Os eventos anuais em memória da enorme explosão que devastou a capital libanesa Beirute passaram a simbolizar algo além: sofrimento e luto sem tamanho, junto de uma espantosa falta de ação para identificar os responsáveis pela tragédia.
Embora as lembranças do desastre continuem nítidas, a busca por justiça parece esquecida. Como muitos outros crimes que assolam a região, a explosão de Beirute permanece imersa em mistério e desinformação. Anos e anos se passaram e nenhuma revelação tangível sobre os responsáveis veio à luz. Trata-se de somente um dentre uma série de catástrofes e crimes hediondos a serem investigados ou solucionados, deixando para trás um rastro de perguntas sem respostas.

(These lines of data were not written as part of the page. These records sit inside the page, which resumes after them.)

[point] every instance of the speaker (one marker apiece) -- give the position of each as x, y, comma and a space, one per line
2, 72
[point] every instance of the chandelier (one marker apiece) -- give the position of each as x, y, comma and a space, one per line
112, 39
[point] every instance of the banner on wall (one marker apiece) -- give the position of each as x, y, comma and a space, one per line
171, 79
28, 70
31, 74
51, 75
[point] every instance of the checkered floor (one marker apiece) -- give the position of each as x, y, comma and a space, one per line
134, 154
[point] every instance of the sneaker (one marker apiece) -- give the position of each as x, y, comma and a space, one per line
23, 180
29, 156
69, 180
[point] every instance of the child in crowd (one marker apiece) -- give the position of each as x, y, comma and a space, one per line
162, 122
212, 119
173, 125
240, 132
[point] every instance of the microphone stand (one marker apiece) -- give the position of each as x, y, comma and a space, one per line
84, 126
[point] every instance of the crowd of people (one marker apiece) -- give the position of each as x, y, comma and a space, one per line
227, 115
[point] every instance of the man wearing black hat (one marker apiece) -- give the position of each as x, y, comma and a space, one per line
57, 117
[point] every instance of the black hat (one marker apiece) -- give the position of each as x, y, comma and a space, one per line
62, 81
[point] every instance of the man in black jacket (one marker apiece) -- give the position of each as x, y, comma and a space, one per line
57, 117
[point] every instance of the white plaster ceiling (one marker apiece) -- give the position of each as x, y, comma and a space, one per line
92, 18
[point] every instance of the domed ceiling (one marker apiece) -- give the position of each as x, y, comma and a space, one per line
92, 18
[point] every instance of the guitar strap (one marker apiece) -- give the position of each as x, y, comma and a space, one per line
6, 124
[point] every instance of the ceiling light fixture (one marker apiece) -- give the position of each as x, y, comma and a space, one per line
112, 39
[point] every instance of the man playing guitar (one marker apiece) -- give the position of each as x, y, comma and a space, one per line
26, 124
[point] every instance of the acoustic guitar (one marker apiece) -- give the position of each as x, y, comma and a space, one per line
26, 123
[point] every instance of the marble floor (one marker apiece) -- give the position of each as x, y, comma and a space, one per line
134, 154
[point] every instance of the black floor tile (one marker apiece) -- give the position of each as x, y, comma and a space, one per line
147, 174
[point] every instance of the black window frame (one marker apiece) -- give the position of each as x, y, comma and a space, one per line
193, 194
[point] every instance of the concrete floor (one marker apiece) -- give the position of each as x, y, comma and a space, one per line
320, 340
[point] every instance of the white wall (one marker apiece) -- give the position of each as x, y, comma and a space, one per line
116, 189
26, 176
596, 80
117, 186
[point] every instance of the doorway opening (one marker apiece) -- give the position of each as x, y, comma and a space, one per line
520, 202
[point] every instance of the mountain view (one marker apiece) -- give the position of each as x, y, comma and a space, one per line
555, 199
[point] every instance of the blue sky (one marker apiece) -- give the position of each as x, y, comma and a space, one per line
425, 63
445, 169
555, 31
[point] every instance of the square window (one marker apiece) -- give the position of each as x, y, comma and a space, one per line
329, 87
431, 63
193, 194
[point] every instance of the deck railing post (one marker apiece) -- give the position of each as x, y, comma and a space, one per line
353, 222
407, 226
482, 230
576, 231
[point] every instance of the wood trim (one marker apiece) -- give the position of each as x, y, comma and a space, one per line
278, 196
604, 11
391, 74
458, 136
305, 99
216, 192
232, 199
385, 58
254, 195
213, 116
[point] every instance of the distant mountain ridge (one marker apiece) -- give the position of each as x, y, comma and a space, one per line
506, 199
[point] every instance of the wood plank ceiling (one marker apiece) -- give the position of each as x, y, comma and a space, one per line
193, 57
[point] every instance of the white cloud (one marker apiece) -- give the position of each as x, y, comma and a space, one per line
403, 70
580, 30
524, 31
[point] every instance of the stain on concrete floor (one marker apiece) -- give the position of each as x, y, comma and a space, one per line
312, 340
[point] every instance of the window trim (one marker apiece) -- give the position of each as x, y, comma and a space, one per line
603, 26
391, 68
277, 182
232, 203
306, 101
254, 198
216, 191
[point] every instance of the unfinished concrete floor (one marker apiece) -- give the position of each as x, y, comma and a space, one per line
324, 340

Para aqueles afetados diretamente pela explosão, o lúgubre aniversário não é meramente um momento de reflexão sobre a perda e o sofrimento, mas também uma oportunidade de ressoar apelos por justiça e responsabilização. A empatia que se acende a cada ano com a rememoração do desastre parece distante do dever nacional em jamais esquecer, dia após dia, de esclarecer o crime. Fica a dúvida: Por que a explosão de 4 de agosto de 2020 deve ser lembrada apenas hoje, quando a busca por justiça deve ser, na prática, um esforço contínuo de tempo presente?
A falta de progresso nas investigações sobre o crime perdura em absoluto contraste com as eloquentes promessas feitas por líderes nacionais e internacionais de conceder respostas. O sentimento palpável de frustração e desilusão se exacerba pelo fato de que muitos cidadãos se sentem traídos por instituições e lideranças que fracassaram uma e outra vez em cumprir seus compromissos.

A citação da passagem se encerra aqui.